The mutator methods you wrote for the tasks above multiply a Ratio by an integer and to multiply a Ratio by another Ratio were destructive methods. That is, calling them on an instance of Ratio will modify (i.e., destroy) the value of that Ratio. The following code segment:

```  Ratio r = new Ratio(2, 7);
r.scale(3);
```

would result in r having a value of 6/7. r's original value of 2/7 was destroyed by the call to scale.

Sometimes, we might want to compute something using a Ratio but not change its original value. For example, the method below would be a non-destructive version of scale:

```  public Ratio scaleNonDestr(int n) {

Ratio newRat = new Ratio(numerator*n, denominator);
return newRat;
}
```

This one would be used like this:

```  Ratio r1 = new Ratio(2, 7);
Ratio r2 = r1.scaleNonDestr(3);
```

Now, we still have r1 with its original 2/7 value, and r2 will have the value 6/7.

• Write a non-destructive method copy for the Ratio class that returns a copy of the Ratio. That it, is returns a new Ratio with the same value as the one whose copy method was called. (4 points)
• Write a non-destructive method addNonDestr for the Ratio class that takes a Ratio parameter and adds together the value of this ratio by that ratio, but returns a new Ratio that contains the sum. Neither this ratio (the one whose method you are executing) nor the other (the one you received as a parameter) should be modified. Recall that you can compute the sum of two fractions a/b and c/d by computing the numerator of the sum as ad + bc, and the denominator as bd. (8 points)

Practice with Memory Diagrams

Consider the Ratio class from the Ratios program, with the above scaleNonDestr method added to it.
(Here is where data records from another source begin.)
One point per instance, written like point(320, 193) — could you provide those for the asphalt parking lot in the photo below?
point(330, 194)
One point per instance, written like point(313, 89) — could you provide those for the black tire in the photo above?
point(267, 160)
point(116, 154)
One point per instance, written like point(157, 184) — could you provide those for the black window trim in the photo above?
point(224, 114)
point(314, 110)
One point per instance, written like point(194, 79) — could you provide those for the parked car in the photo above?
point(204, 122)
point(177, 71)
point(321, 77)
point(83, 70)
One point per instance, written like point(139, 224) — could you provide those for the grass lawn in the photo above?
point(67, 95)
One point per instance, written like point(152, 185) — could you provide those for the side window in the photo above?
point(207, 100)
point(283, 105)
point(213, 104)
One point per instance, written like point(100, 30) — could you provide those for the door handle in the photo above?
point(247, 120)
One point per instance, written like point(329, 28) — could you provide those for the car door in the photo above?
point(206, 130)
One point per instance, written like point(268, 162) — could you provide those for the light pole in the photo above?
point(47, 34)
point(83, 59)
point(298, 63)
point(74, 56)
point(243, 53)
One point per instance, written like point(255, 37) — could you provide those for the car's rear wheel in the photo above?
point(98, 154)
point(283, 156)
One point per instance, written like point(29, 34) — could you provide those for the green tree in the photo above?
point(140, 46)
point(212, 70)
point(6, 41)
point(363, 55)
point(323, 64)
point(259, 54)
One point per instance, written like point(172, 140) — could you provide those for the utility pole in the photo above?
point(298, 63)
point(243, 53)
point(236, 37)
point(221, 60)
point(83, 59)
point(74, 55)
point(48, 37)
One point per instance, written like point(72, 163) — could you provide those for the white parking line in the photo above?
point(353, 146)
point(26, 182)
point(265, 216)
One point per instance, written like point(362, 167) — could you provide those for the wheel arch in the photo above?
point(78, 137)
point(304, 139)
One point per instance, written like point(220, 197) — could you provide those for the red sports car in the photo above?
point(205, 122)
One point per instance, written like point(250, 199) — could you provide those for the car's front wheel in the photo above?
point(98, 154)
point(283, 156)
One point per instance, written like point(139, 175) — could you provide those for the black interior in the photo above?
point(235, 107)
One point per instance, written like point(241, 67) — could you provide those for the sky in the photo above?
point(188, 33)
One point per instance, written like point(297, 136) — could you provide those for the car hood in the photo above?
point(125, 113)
Also consider this main method:

```  public static void main(String args[]) {

Ratio fred = new Ratio(4, 5);
Ratio mary = new Ratio(2, 7);
fred.setNumerator(2);
Ratio alice = mary;
Ratio joe = alice.scaleNonDestr(3);

}
```

Question 1: Draw a memory diagram for a program where the main method above is about to return from the call to scaleNonDestr. If you draw the diagram by hand (which is perfectly fine) submit a scan or legible photo of your diagram as part of your submission for this lab. (15 points)

Matrices

Read the topic notes about two-dimensional arrays (linked from the schedule page) and study the Matrix2D example, which is also included in your repository. Don't worry about the details of the exception handling.

Practice Program: Your task is to add the functionality listed below to the Matrix2D example and write code to test it in the main method there. (25 points, 5 of which are for test cases))

The functionality you are to add:

• A method max that returns the largest number in the matrix (5 points)
• A destructive method, that is, a method that modifies the matrix on which it is called, named scale that multiplies each entry in the matrix by a number (5 points)
• A non-destructive method, that is, one that does not change the matrix on which it is called, named multiply that works much like add but computes the matrix-matrix multiplication result. If you don't remember how to multiply matrices, see the "Matrix Product" section of the Wikipedia entry to Matrix multiplication. (10 points)

Submitting

Your submission requires that all required deliverables are committed and pushed to the master for your repository's origin on GitHub. That's it! If you see everything you intend to submit when you visit your repository's page on GitHub, you're set.